Can someone please clarify if my understanding is correct?

Thank you,


  • Zipper13
    Zipper13 Member Posts: 229
    edited January 2020
    I partially close valves to balance my 2-pipe heat.

    though I find that these original valves appear to offer better modulation (https://heatinghelp.com/assets/documents/89.pdf)

    than these ones that have been replaced

    With a 1-pipe system, the incoming steam and the outgoing condensate use the same valve/pipe. So a partially closed valve reduces the diameter through these two media can flowagainst each other and can lead to the steam having to bubble up through the pool of condensate waiting to get out rather than flowing around it. So air vents are used to regulate how quickly steam can enter the radiator by regulating how quickly is is allow to displace and evacualte air in the radiator.

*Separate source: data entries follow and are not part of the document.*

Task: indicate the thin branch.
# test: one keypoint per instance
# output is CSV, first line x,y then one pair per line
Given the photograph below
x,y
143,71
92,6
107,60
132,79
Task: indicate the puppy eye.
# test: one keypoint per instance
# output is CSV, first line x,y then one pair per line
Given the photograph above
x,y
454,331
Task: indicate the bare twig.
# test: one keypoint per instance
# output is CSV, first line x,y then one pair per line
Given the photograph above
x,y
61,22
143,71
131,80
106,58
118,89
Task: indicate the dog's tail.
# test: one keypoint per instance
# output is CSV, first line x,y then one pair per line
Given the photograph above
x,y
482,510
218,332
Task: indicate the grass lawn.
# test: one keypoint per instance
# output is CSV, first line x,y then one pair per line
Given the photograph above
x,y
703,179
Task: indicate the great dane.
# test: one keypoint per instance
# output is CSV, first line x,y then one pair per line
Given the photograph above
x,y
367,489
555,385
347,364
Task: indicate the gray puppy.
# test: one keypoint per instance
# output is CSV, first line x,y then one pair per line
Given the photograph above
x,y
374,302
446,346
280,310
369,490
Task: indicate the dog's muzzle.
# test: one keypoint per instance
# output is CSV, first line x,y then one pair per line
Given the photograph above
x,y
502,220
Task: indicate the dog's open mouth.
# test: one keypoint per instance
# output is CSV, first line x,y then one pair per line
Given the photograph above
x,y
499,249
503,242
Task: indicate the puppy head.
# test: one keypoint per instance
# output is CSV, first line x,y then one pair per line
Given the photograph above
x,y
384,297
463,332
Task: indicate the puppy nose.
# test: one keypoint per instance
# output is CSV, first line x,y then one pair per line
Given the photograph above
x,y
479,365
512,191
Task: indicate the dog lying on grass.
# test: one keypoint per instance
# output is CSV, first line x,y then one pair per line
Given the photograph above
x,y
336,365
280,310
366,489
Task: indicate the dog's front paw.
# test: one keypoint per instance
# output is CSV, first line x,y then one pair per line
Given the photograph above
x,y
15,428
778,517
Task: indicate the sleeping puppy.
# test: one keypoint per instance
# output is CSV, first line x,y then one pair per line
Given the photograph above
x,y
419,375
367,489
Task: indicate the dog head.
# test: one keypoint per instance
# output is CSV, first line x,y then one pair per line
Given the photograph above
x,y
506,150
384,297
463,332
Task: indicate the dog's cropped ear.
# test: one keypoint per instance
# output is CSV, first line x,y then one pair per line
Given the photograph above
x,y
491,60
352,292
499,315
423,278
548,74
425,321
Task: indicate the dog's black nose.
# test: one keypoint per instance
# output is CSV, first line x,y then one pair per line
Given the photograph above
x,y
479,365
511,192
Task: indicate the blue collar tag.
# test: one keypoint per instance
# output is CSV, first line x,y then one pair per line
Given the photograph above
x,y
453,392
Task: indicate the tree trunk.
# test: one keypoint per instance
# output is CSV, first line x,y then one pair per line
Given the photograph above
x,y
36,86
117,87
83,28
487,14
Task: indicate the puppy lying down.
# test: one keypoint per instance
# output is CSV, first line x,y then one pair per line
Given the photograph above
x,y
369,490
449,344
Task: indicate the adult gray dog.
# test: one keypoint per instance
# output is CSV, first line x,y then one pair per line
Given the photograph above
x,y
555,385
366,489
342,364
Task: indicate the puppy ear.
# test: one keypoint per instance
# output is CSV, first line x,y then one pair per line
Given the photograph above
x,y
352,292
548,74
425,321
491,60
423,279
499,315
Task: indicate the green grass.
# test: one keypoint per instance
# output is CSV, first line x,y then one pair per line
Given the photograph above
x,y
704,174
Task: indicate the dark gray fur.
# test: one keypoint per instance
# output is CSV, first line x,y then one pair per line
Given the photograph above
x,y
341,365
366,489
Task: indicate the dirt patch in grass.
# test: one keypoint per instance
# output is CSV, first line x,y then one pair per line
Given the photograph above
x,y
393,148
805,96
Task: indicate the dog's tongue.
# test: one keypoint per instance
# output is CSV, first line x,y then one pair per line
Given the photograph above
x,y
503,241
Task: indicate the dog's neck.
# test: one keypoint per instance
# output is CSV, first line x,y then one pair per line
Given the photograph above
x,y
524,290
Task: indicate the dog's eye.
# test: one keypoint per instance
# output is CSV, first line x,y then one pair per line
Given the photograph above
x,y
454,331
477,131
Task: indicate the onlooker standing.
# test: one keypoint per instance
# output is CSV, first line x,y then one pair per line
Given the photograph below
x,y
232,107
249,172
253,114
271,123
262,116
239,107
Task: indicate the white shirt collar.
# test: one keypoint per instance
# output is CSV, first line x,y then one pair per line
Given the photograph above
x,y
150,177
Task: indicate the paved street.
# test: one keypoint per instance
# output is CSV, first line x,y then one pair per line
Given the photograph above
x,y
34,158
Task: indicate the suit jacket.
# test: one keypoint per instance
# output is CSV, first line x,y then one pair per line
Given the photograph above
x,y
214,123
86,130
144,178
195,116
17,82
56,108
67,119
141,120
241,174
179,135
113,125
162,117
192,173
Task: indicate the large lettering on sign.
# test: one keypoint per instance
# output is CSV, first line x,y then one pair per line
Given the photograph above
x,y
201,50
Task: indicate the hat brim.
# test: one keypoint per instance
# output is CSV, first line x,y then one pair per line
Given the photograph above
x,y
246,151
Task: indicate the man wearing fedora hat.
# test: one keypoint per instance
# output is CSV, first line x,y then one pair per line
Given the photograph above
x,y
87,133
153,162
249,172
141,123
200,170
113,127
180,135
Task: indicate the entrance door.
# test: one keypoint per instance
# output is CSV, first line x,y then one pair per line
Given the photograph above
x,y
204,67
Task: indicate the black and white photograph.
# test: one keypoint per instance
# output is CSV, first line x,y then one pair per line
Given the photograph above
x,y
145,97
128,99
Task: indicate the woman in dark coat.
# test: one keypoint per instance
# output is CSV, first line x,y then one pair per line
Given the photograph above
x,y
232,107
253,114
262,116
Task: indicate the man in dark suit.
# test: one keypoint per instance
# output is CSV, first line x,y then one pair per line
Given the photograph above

    2-pipe systems have a separate return line for the condensate so slowing the inflow of steam to the radiator by partially closing the valve is OK since steam and condensate are not competing for space. Though some valve are more effective at this than others
    New owner of a 1920s home with steam heat north of Boston.
    Just trying to learn what I can do myself and what I just shouldn't touch
  • Jamie Hall
    Jamie Hall Member Posts: 22,905
    Yes they can, and often - if not usually -- are. The older Hoffman valves which @Zipper13 noted are wonderful that way, but any inlet valve can be adjusted, although not as accurately.
    Br. Jamie, osb
    Building superintendent/caretaker, 7200 sq. ft. historic house museum with dependencies in New England
  • Hap_Hazzard
    Hap_Hazzard Member Posts: 2,849
    Those bulbous globe valves are really designed for 1-pipe radiators, where the demand is to allow maximum space for the steam and water to pass in opposite directions. In a two-pipe system, you won't see very much throttling until the valve is almost closed, so you end up using only something like 10–20% of the full range of adjustment, and within that range it's likely to be a little touchy.
    Just another DIYer | King of Prussia, PA
    1983(?) Peerless G-561-W-S | 3" drop header, CG400-1090, VXT-24
  • dopey27177
    dopey27177 Member Posts: 887
    See attachment

    From my book Steam the perfect fluid for heating and some of the problems.

    In the pictures you will see why a regular radiator valve will not adjust the steam flow properly. In addition regular radiator valves have hard seat washers where the adjustable valves are metal and almost never wear out.